A Nobody's Way Up to an Exploration Hero RAW novel - Chapter (663)
第656話 可能性
「支援型という事は残りのスキルも補助か回復系の可能性が高い。そしてこの『ユグドラシル』というスキルだ」
「このスキルがどうかしたんですか?」
「ユグドラシルという名前に聞き覚えはないか?」
「いや、聞いた事ないと思います」
「私はあるわ」
「え? ミクは知ってるのか?」
「世界樹って知らない?」
「世界樹? よくファンタジー物とかで出てくるやつだよな」
「そう。その別名というか呼び名がユグドラシルなのよ」
「じゃあこのスキルは世界樹に類するスキルという事か」
世界樹といえば、昔からあるファンタジー物では生き返ったり、全ての状態異常を回復したりする定番ともいえるアイテムだったはずだ。

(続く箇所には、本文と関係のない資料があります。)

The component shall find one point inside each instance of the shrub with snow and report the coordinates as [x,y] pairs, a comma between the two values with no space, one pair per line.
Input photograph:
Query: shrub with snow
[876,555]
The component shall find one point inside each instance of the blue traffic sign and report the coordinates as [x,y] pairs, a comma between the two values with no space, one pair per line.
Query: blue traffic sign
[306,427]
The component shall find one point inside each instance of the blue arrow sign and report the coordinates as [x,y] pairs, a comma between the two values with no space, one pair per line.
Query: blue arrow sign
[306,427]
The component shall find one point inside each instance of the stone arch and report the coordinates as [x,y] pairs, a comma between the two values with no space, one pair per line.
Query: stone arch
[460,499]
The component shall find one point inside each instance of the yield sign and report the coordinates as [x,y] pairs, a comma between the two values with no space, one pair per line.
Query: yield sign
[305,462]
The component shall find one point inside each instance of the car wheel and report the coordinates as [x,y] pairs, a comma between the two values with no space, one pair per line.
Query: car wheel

「その可能性があるという事だ。もちろん世界樹には他の意味合いもあるとは思うが、支援タイプのサーバントが使用する『ユグドラシル』というスキル。しかも『キュアリアル』とは別に存在するスキル。キュアリアルとは違う効果を持った回復スキルなんじゃないだろうか」
「そうですね! 確かに『ユグドラシル』から連想するのはそれですよね」
「でもそれはあくまで可能性で、使用してみない限りわかりませんよね。それに回復系のスキルだったとしても本当にヒカリンの症状を治すようなスキルとは……」
「確かにそうだが、私にはこれがシル様の示す正解だと思えるんだ」
「あいりさん……サーバントカードは一度使ってしまうともう売り物にはならないんですよ。使って違いましたは通用しないんです。わかっていますか? シルだって明確な未来が見えているわけじゃないんですよ」
「ああ、わかっている。だが私にはこれが正解だとしか思えないんだ」
「ミクはどう思う?」
「あいりさんの話を聞いて、私もこれが正解だとしか思えない『ユグドラシル』でヒカリンの病気が治るんじゃないかしら」
ミクもか。本当にダメな時のことをわかっているのか?
もしサーバントを召喚して『ユグドラシル』が期待した効果を示さなかった場合、もう俺達には霊薬の代価となるものは何も無くなってしまう。
それをわかっているのか?
あいりさんの言葉は確かに正しいようにも聞こえるが、それはあくまでも前提があっての事だ。
どの方法かで必ずヒカリンが助かるルートが存在するという前提。
あいりさんのそれは、あくまでその前提ありきで消去法により導き出された答えであり、その答えには思いっきりバイアスがかかっている。
あいりさんの根拠はシルによる言葉のみ……
リスクが高すぎる。
あまりにもリスクが高い。
ダメだった時の失う物が大きすぎる。
文字通り全てを失ってしまう。
「い、いや、どう考えても無理だろ。そんな一か八かみたいな事は出来ない」
「海斗、別に今すぐ決めろと言ってるんじゃない。ただ選択肢のひとつだという事だ。リミットがあり今の段階で完全な正解が無い以上、そういう選択もあるんじゃ無いかという事だ」
「だ、だけど……l
その選択をしてダメだった時にヒカリンになんて言えばいい。
俺がその選択をしてダメだった時には、俺がヒカリンを殺したと同義だ。